From the November 1954 issue of The Christian Science Journal


In thousands of hearts in countless places over the known world an upsurging of praise rises in fuller and fuller volume to certify the might, wisdom, and presence of God as revealed in Christian Science. That this revelation of assurance is finding further acceptance and practical fruition is given acknowledgment repeatedly by those whom it has blessed, through the earnest assertion, "I am grateful for Christian Science." These six words echo round the world through the highways and byways and on the mountainsides.
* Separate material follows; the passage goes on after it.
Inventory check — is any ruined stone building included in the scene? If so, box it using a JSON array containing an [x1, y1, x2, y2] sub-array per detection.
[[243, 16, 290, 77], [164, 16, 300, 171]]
Various avenues of approach have led and are leading the children of men to the practical sources of divine good as plainly set forth in the Christian Science textbook, "Science and Health with Key to the Scriptures" by Mary Baker Eddy. Sickness and pain have roused many to a readiness for spiritual thinking. The misery of sin, the ravaging of false appetite, the heaviness of sorrow, the fears of deprivation and death, have again and again turned thought to something higher and more effective than the merely mortal and material. Concern and care for a loved one have often urged the investigation of Christianly scientific means. And numberless times troubled hearts have been awakened to surprised questioning and interested seeking by hearing the six words, "I am grateful for Christian Science." Then as the wideness of God's mercy is shown forth in the operative power of divine law and the inquirer becomes a student of Christian Science, he adds his own expression of thanks to God for this truth and for Mary Baker Eddy, its Discoverer and Founder.

A young woman inquiring into Christian Science rebelled at an estimate of God as good. She said: "Either God isn't good, or He doesn't govern. Otherwise there would be no war." She was asked to think for a moment of all the mistakes on school blackboards and papers, also in household accounts and even at times in business accounting. When the question was submitted as to the verity, soundness, and extent of the principle of mathematics, she agreed that it is an unwavering principle and that it governs the science of mathematics at all times. The principle, obviously, was not responsible for the errors, nor for the consequences of the adoption of any of those errors.